The Dictionary itself doesn't guarantee the items to be in any particular order (well, it originally keep the items in the order they are added, but if you remove an item from the middle, the next added item will take its place... so, the general idea is that it doesn't keep any order) and, even if it support multiple readers concurrently, it is not thread-safe, so it is up to you to do the synchronization between many threads if you need to;
The ConcurrentDictionary is the thread-safe equivalent to the Dictionary class and it has many multi-action methods (like AddOrUpdate, TryRemove, GetOrAdd etc). Personally I don't like how its GetOrAdd works, as two values may be created in parallel and only one will be used, so in most cases I prefer a normal dictionary with a lock. If you want to understand this particular case better, see my article: Dictionary + Locking versus ConcurrentDictionary;
The SortedList keeps all the entries ordered by their Keys. It is slower than the normal Dictionary class for searches and it can be much slower on inserts, as it may require to reposition all the items to accomodate the new one. Personally, I only tried to use it when I believed it was fast. Later, I stick with the normal Dictionary;
The ImmutableDictionary, well, there's an entire concept related to Immutable objects. They are thread-safe by default. There's the guarantee that if you store an immutable dictionary, no one else will change the contents of your dictionary (independently if you are the one that created the dictionary and gave it to some other method or the one that received such dictionary), but its usage is very different (each Add, Remove etc will return a new dictionary instead of changing the actual object). Also there are many speed and memory consuption differences, so I think it is better to check by yourself;
Finally, the ConditionalWeakTable is the best one if you want to "add" properties to objects at run-time, as it will only keep values alive as long as the keys (the original objects) are still alive. Considering garbage collections may happen at any moment, this class is also thread-safe. And considering its purpose is to add properties to instances, it doesn't use a equality comparer for the keys. Only instances are considered.

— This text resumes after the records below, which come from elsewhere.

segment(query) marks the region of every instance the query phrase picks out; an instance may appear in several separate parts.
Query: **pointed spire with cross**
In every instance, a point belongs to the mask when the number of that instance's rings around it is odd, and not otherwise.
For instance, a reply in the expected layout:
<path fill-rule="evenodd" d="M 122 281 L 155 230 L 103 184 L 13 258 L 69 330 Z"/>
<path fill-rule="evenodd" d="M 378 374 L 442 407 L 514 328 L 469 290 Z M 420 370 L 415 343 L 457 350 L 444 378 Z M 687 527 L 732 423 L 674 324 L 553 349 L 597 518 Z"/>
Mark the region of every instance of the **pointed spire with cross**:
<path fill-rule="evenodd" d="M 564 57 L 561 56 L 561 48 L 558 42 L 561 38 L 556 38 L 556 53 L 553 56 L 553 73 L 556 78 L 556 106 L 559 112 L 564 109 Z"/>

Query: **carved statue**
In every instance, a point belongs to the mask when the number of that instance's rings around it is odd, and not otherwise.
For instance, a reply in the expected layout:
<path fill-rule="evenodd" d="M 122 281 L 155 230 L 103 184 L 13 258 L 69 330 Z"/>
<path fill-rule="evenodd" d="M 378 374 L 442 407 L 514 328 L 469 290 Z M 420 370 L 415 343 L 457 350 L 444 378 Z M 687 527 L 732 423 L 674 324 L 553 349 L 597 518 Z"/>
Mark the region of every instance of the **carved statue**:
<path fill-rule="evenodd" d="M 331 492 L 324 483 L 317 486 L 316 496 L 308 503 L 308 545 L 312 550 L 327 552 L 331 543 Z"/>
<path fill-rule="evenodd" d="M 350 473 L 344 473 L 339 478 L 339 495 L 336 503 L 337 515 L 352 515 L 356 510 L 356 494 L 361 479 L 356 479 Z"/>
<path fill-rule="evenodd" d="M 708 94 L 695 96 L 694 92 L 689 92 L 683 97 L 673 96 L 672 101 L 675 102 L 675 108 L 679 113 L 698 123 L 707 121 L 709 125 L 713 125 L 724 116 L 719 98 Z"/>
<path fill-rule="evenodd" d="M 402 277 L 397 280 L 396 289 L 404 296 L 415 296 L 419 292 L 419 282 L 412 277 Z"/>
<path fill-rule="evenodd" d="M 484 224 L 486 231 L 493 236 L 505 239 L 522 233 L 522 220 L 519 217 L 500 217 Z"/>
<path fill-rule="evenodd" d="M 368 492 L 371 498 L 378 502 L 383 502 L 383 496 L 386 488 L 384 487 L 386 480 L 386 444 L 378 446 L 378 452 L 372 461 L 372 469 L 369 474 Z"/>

Some "places" that already use dictionaries

If you program ASP.NET applications you have probably used dictionaries even if they don't implement the IDictionary interface. The ViewState, Session, Application and even Cookies are dictionary like classes. I don't know their internal implementation, but that may be enough to understand how useful they are.

But if you don't program ASP.NET applications, don't worry, there are plenty of places that use dictionaries. In fact, I can't imagine how to write caching solutions without a dictionary. Caches are a great example of data that's "found by a key", be it a name or an Id. So, a dictionary will help by doing a fast search.

But if you don't care about these, what about Dependency Properties? In special, attached properties are properties that you can "add" to other objects... how do you think they are implemented internally? I am not saying you will see a real dictionary there, but the concept (that in fact comes from "hash tables") is there.

Finally, I will say that any good IoC (Inversion of Control) container will use a dictionary to decide which "constructor" to use to create instances of a requested type. So, it's time to explore these amazing classes.